At the center of the story are two families, one of which we already know, The Adama's, featuring a ten-year-old Bill Adama caught between the secular world of Caprica and the more devout and conservative Tauron, his ancestral home. Alongside then we have Daniel Greystone (Eric Stoltz, beautifully understated), head of a global tech conglomerate and the inventor of the Cylons. United by a tragedy that sees Daniel lose his daughter and the fabled Joseph Adama (Esai Morales) lose both his daughter and his wife, the two men come to believe that it may be possible to engineer those they have lost back to life.

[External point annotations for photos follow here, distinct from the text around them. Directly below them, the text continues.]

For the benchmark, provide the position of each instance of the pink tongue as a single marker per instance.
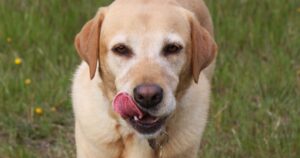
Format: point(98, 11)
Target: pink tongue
point(125, 106)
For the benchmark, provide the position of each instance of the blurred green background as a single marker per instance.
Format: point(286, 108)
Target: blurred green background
point(255, 108)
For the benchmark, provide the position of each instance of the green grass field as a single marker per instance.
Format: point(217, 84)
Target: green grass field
point(255, 110)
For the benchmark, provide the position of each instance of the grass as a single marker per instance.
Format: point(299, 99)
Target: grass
point(256, 89)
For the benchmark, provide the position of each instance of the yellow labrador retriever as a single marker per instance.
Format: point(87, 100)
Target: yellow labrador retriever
point(142, 90)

While it rewards the casual viewer even less than it's predecessor (and that's saying something) it is far from inaccessible. Like Galactica, the premise might be set in a distant galaxy, but its themes are right here right now, albeit through a glass darkly. Once again Ronald D. Moore and his team look at the use of terrorism as a tactic, with the fringe radicals (dubbed Soldiers of The One), of which Greystone's daughter Zoe (Alessandra Torresani) was a member, painted as eerily familiar to western audiences in that they preach devotion to a single, all powerful god.

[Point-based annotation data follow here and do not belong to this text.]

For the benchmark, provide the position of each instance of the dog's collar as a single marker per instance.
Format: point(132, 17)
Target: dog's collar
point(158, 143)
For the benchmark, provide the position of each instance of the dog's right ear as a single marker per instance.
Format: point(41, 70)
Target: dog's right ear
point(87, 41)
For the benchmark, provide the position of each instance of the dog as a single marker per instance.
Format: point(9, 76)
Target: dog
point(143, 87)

The show also looks at youth and the way in which the family model has been impacted by technology, addressing the notion that, in the digital age, parents are no longer the dominate influence on their children. Zoe and her friends are secretive, fiercely independent and hide their plots and secrets in a virtual cyberspace that their parents don't even know exists, let alone comprehend. Another core element, as was the case with Galactica, is the sad truth that grief can compel us to act in ways that our rational minds would otherwise reject out of hand, with both Greystone and Adama perusing risky, potentially catastrophic courses of action blinded to the danger by their inconsolable remorse.

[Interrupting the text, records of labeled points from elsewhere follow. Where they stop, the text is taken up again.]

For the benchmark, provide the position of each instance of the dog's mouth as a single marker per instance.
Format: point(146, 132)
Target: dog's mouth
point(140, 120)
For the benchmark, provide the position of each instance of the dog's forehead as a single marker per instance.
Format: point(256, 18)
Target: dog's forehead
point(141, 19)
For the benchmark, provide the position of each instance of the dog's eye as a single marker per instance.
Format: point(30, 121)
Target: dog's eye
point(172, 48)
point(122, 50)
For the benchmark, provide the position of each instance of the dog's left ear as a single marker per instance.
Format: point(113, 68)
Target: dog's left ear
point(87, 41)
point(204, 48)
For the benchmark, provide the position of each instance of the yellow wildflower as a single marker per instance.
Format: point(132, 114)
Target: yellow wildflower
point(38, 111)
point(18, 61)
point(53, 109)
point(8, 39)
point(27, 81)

It might all be the most gloopy kind of metaphysical soup if it wasn't grounded in instantly recognizable, tried and tested science fiction archetype and convention. Present and correct are such genre standards as robots and their creators, the role of the military in technological r&d, and the mad scientist perusing a noble goal at a tragic cost as yet unknown to him. Finally, we simply must mention the masterful production design, with Moore and his team once again concocting a strange new world, the intricate detail of which doesn't feel much like anything seen before giving the strange allure of being both familiar and alien at the same time.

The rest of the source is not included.